Dax Shepard reflects on messy 2004 Conan interview in which he fell over while 'blackout' drunk
Dax Shepard continues to share his addiction journey after his relapse last year.
The Parenthood actor, 46, appears on Thursday's episode of Blake Griffin's OBB Sound-produced podcast The Pursuit of Healthiness and talks about his "lowest moment" amid "multiple, multiple [rock] bottoms." He detailed an out-of-control and dangerous trip to Hawaii, during which he smoked crystal meth, and being so out of it on Late Night with Conan O'Brien in 2004 that he was banned from the show.
"In popular television shows and pop culture, we do have this notion of 'a bottom,' but most of the recovering addicts I know, there's multiple, multiple bottoms," Shepard said in a preview clip. "There's multiple suicidal ideation moments."
He said for him, he would always get sober for film roles. He previously detailed how he did it for his first movie 2004's Without a Paddle and then 2006's Idiocracy. However, before he was to sober up to make 2005's Zathura, he went on a trip to Hawaii where things turned dangerous. He got in a car accident there while going to buy cocaine — and the cocaine turned out to be meth, which he used anyway.
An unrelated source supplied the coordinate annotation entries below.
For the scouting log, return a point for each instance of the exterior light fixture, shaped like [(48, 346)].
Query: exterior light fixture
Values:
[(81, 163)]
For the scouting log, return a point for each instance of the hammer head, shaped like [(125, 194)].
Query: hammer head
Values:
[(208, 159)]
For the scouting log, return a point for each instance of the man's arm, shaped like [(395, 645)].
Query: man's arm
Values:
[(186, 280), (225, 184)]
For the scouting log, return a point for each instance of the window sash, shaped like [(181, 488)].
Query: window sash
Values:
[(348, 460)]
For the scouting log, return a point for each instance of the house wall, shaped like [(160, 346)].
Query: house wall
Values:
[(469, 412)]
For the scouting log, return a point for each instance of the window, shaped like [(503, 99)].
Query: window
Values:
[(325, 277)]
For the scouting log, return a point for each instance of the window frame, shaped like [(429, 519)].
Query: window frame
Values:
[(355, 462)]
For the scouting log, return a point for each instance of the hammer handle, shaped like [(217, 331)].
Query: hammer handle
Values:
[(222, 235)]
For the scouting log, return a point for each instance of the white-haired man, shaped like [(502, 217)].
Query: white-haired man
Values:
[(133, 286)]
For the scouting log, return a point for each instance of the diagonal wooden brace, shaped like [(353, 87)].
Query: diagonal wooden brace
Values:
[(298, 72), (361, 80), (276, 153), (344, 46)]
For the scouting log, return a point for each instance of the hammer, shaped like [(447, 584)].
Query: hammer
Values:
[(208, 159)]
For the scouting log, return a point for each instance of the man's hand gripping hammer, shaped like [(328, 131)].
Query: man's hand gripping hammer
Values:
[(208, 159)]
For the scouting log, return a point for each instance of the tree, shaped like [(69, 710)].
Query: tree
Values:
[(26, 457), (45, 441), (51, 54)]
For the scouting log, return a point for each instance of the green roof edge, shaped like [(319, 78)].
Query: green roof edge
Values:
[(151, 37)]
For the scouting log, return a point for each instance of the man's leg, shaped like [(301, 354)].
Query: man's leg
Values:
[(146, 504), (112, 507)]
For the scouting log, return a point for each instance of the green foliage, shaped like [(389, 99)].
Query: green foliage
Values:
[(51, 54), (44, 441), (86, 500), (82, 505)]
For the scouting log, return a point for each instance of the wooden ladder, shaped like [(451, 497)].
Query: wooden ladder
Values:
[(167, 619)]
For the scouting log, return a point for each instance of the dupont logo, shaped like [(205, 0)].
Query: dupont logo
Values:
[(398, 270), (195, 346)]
Shepard recalled the "super dangerous" trip during which he was "smoking meth" to Griffin and saying he was so "physically sick from this week in Hawaii that I'm not even going to be able to get on that plane unless I get like a good 6 or 7 Jack and Diets in me. So I'm at the bar," at the San Francisco airport waiting for his connection home to L.A. "and I'm just pounding Jack and Diets and there's a mirror next to me — and I'm also paranoid someone from AA is going to see me because I had been sober before — so I'm like tucked into the corner of this bar, I'm so afraid someone's going to see me."
The star, who got his start on Punk'd, continued, "I'm about to start a movie and make the most amount of money I've ever made in my life, people in Hawaii recognized me, I'm now famous. And I recognize: I have every single thing I've ever wanted, and I'm at my lowest point emotionally and something has got to be very broken about that. If I have everything I said was going to make me feel good and I feel terrible, I've got to look at some other thing" inside that he was trying to mask by using drugs and alcohol.
Shepard, who's now married to Kristen Bell, said it was the "scariest place you could be." Also around that time, he appeared on Conan O'Brien's then-talk show — and it was messy, per another podcast preview. He did a pre-interview with producers to come up with talking points for his appearance but did so while "blackout" drunk. Twenty minutes before he was to be on the show, a security guard woke him in his hotel bed. When cameras rolled, he could barely walk — or make a sentence.
"I show up on the show, I don't know what he's talking about," Shepard recalled. "I can tell he's queuing me up for stories I've told, but I don't know any of the stories. So, I'm just doing what I can to be funny out there and I am a mess."
At one point, he fell over a chair and broke a table.
"Now, the audience dug it," Shepard said. "It was fine for the audience. But for him, what a disaster. I didn't know any of the stories. I broke a coffee table. So I was banned from that show for some years, until I got sober and I got myself back on it and now I’ve been on it a bazillion times, but that was probably the only career wreckage-y thing I did."
In September, Shepard — who shares two children with Bell — revealed on his own podcast, Armchair Expert, that while he claimed to be 16 years sober, he had secretly relapsed, taking pills like Vicodin and Oxycontin. At the time, he was seven days sober but said for eight weeks prior, he'd been on pills "all day."
Shepard said that while he got sober in 2004 after battling an alcohol and cocaine addiction — and celebrated his annual sobriety milestones publicly — he started being "shady" with pills in 2012. Some of stemmed from pain from various injuries, but he also took a Percocet with his late dad before he died, saying that the only thing they had in common "was we were both f****** addicts."
He regularly speaks about his addiction on Armchair Expert, including recently with guest Prince Harry.